The cloud-native orchestrator for the whole development lifecycle, with integrated lineage and observability.

dagster

Hello experts,
I have a question about the best practice when working with SQL databases.
Let's imagine I want to insert some data returned by some public API into SQLite.
I can think of two ways of doing this:
1. Define an op to run the sql insert or update queries
2. Define an io manager to do the same.
Is there a preferred way?

These are both valid options.  The advantage of the I/O manager option:
• Makes it easier to test your function without writing to your production database
• Less boilerplate if you have many ops that could make use of the same I/O manager
The advantage of the inside-your-op option:
• Less boilerplate if you only have one or two ops that could make use of the I/O manager

Thanks for your comment!
That makes sense. I am leaning toward the IO Manager mainly because I can mock the database for testing.
Is it possible to yield RunRequest from inside the IO Manager? My intent here is to run different processes for the newly added rows vs the rows that have updated value -- based on some key column.

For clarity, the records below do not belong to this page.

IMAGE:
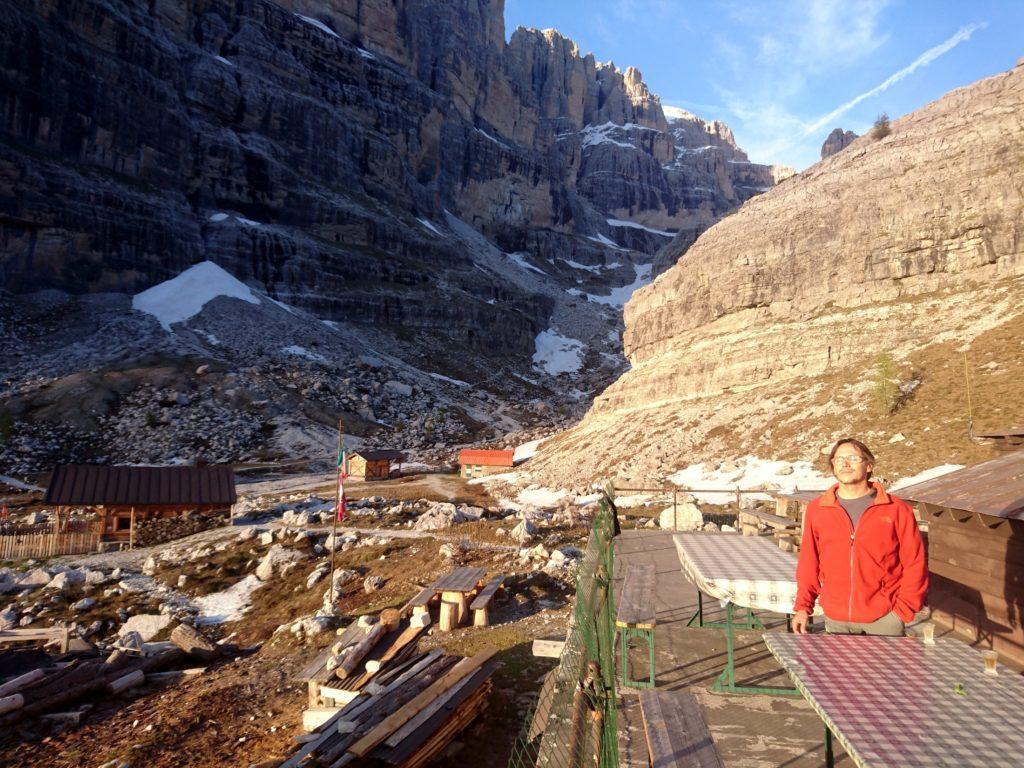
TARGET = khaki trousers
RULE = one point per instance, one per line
(890, 625)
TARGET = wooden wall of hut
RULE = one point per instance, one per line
(976, 565)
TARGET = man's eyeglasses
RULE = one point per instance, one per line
(852, 461)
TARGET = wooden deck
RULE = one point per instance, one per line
(749, 731)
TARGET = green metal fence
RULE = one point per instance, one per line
(573, 722)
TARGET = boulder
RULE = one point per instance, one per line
(66, 580)
(146, 625)
(523, 532)
(8, 620)
(278, 560)
(685, 516)
(35, 579)
(439, 517)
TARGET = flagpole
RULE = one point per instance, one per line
(337, 505)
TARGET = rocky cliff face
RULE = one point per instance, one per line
(392, 165)
(837, 141)
(773, 315)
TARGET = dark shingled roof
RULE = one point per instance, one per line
(376, 456)
(109, 486)
(994, 487)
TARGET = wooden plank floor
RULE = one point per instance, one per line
(750, 731)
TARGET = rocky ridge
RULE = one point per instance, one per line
(837, 141)
(397, 171)
(887, 247)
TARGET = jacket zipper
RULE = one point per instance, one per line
(853, 534)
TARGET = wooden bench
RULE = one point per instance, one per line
(481, 602)
(677, 734)
(785, 529)
(420, 603)
(59, 635)
(635, 620)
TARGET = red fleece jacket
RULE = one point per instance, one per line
(860, 576)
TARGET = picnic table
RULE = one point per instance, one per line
(455, 589)
(738, 570)
(896, 701)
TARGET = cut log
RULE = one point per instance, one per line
(424, 699)
(12, 686)
(9, 704)
(449, 619)
(357, 652)
(408, 637)
(548, 648)
(459, 598)
(194, 643)
(127, 681)
(390, 617)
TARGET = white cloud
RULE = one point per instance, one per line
(923, 60)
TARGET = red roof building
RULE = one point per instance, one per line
(474, 463)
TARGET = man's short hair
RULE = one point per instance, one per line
(864, 452)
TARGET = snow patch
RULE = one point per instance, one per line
(635, 225)
(525, 451)
(620, 296)
(303, 352)
(431, 227)
(603, 240)
(450, 380)
(178, 299)
(556, 353)
(318, 25)
(928, 474)
(520, 259)
(229, 604)
(747, 473)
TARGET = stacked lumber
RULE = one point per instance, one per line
(33, 694)
(411, 714)
(44, 691)
(364, 650)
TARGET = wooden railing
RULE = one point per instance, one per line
(48, 541)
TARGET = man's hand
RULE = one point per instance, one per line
(800, 622)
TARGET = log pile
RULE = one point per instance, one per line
(46, 690)
(366, 649)
(407, 717)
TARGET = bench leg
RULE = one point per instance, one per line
(726, 682)
(626, 635)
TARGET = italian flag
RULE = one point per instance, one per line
(342, 474)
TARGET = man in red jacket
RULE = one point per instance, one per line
(861, 554)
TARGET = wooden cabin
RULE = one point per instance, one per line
(374, 465)
(125, 497)
(975, 540)
(473, 463)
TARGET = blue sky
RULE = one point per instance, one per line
(783, 74)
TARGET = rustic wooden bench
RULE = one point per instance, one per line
(481, 603)
(59, 635)
(635, 620)
(677, 733)
(420, 603)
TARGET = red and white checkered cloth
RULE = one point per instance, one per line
(893, 701)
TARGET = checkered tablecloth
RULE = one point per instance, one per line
(748, 570)
(893, 701)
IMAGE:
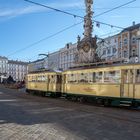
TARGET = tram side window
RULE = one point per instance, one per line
(138, 76)
(33, 78)
(52, 79)
(128, 76)
(72, 78)
(59, 78)
(91, 78)
(83, 78)
(112, 77)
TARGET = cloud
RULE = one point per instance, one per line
(14, 12)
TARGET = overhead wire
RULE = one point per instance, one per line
(46, 38)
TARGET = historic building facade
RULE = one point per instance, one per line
(124, 45)
(36, 65)
(67, 56)
(108, 48)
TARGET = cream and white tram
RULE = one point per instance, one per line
(108, 85)
(44, 83)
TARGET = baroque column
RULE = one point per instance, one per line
(87, 46)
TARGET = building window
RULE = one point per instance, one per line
(109, 51)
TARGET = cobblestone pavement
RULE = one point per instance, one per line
(27, 117)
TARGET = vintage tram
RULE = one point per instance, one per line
(108, 85)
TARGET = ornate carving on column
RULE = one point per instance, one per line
(87, 46)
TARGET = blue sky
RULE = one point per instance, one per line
(22, 24)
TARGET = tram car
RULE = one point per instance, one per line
(45, 83)
(107, 85)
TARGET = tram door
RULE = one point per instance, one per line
(64, 83)
(127, 88)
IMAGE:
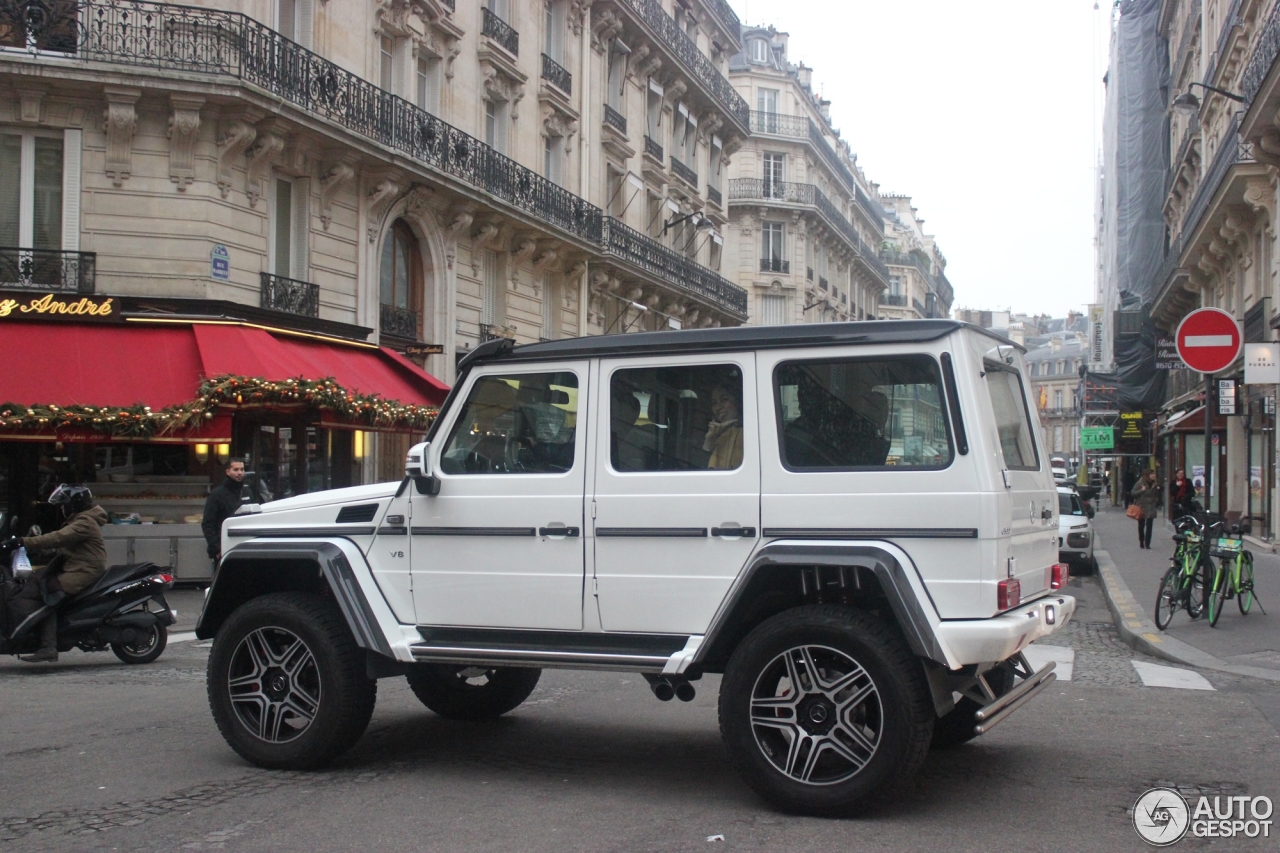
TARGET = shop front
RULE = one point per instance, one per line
(147, 410)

&gt; That makes sense. I am leaning toward the IO Manager mainly because I can mock the database for testing.
That sounds sensible
&gt; Is it possible to yield RunRequest from inside the IO Manager? My intent here is to run different processes for the newly added rows vs the rows that have updated value -- based on some key column.
That's not currently possible. If you wanted to launch a run from the I/O manager, the best way would probably be with the GraphQL client: <https://docs.dagster.io/concepts/dagit/graphql-client#submitting-a-job-run>

Gotcha!
The GraphQL path seems a bit hacky to me. Maybe a better approach is to define a few more ops/assets and break down things further.